4. if you have similar sections, especially in rondo form or small-cell-composites, do simple analysis of both. you could do this simply by photocopying the section, print them out, tape them side by side and mark exactly what's different (use colours if you want; i do). see if practicing those sections as 'first thing' of practice be any use, rather than staring from bar 1 or cadenza. you are freshest at the beginning of a session. use it to advantage. if you have the time, put the metronome on 'stupid slow' and use it as warm-up (intonation, articulation, bowing, breath exercise, chordal practice, whatever)
5. practice on your non-specialized instrument; i highly rec on piano or singing. singing cuz you can do it without one more 'thing.' if you do have access to piano, go through the piano part slowly with metronome (once again, on stupid), and sing your part. playing all notes is not important, but knowing all 'direction,' especially regarding directions of melodic/harmonic intentions will help you greatly (and it will also help with intonation and phrasing, articulation in top of sheer 'memorization.')
or listening to a recording (if you are playing with piano reduction, i may suggest that you listen to a 'lesser' version with a reduction, as standard reductions will have 'certain details' put in/ommited). and mark on your score what you HEAR as a relevant key for your part. often people mark from orchestral rec for piano reduction and sometimes, it is of no use as they didnt make it, or is impossible.

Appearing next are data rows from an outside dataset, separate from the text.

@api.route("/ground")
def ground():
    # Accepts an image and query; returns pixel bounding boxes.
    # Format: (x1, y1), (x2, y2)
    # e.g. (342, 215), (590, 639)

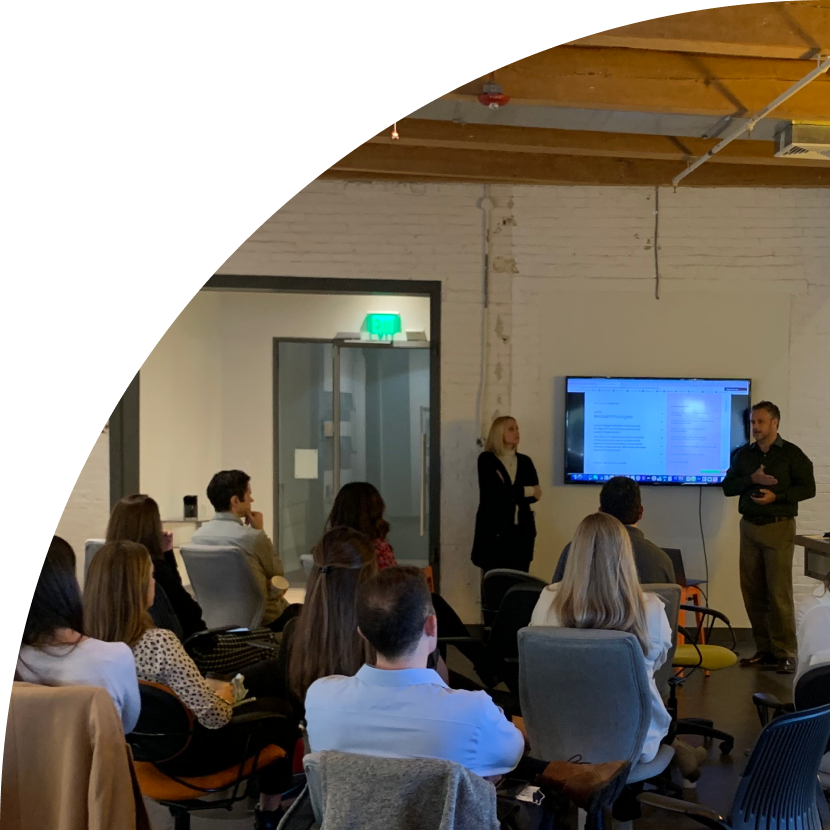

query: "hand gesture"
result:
(162, 531), (174, 553)
(214, 683), (236, 704)
(751, 489), (777, 505)
(246, 510), (264, 530)
(751, 465), (778, 487)
(533, 485), (542, 501)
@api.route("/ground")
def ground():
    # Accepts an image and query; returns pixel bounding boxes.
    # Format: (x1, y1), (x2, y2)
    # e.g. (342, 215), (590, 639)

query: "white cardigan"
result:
(530, 587), (672, 764)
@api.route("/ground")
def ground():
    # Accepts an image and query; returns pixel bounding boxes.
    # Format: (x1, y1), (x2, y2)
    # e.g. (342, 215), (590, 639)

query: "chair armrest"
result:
(679, 605), (731, 627)
(676, 627), (704, 669)
(183, 626), (249, 648)
(638, 792), (730, 830)
(679, 605), (737, 651)
(752, 692), (792, 727)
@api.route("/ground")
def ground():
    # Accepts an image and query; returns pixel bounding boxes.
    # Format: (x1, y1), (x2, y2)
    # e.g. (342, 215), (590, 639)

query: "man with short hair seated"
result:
(191, 469), (291, 630)
(305, 567), (626, 808)
(552, 476), (675, 585)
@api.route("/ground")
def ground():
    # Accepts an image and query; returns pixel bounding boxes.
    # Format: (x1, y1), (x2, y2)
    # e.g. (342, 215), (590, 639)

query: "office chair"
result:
(518, 627), (676, 825)
(481, 569), (547, 630)
(671, 604), (738, 754)
(127, 681), (290, 830)
(640, 704), (830, 830)
(180, 545), (264, 629)
(662, 547), (708, 645)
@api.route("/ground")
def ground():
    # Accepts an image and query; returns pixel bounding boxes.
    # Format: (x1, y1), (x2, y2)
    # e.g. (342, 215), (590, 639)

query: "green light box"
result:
(365, 313), (402, 339)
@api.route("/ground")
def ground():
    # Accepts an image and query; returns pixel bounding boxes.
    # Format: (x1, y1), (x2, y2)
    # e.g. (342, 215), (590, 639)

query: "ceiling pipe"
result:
(672, 54), (830, 188)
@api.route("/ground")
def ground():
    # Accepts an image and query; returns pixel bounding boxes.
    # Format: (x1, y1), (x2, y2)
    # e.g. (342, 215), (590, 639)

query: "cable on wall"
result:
(698, 485), (710, 604)
(475, 184), (493, 444)
(653, 186), (661, 300)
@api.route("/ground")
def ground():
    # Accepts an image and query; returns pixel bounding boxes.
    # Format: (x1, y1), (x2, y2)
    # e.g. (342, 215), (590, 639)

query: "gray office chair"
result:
(300, 554), (314, 577)
(518, 627), (674, 787)
(299, 751), (500, 830)
(180, 545), (264, 629)
(84, 538), (105, 579)
(642, 584), (681, 703)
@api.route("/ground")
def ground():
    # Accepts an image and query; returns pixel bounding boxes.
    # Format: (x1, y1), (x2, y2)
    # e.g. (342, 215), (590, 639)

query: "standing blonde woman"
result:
(531, 513), (705, 781)
(471, 416), (541, 573)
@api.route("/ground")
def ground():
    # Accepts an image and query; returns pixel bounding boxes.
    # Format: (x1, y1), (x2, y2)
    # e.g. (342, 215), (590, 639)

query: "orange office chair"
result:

6. pick a time in the day, play through your thing and record it. sing through* all your rests if poss. and if you CAN, play the 'lead in' for your solo entry (in time please), this will help you realize what you 'depends' yourself on for the entry, counting rests* is different than singing through it, because counting and playing music uses separate (yes related but separate) part of the brain, and you will lose time as it will take time to reconnect those junctions. it's much easier if you sing through or silently play through the rest sections (than dead counting), as you will 1. still be in music (which will eliminate the 'dead face' during a tutti, and 2. singing is easier than counting.
listen to the recording after you went and made tea. make pact with yourself to not be so unreasonably angry with self. after all, it's just music. calm down. no one has know anything that happened in your own private session.
listening, make notes. where is the inaccuracy? if you video-tape, it's even better, as you can 'read' your own body language of 'uncertainty.' where you trip up is very unlikely the actual place you tripped. likely, it happened a few instance before that, and that has pushed you into losing balance, then to the eventual fall...
7. be nice to yourself.
if you dont like it, why are you doing it?
memory is repetition game and it does improve.
but simple repetition is a low-return gamble. yes. gamble. you are hoping for everything to go right. dont gamble, plan. it's safer, easier and you will therefore play better.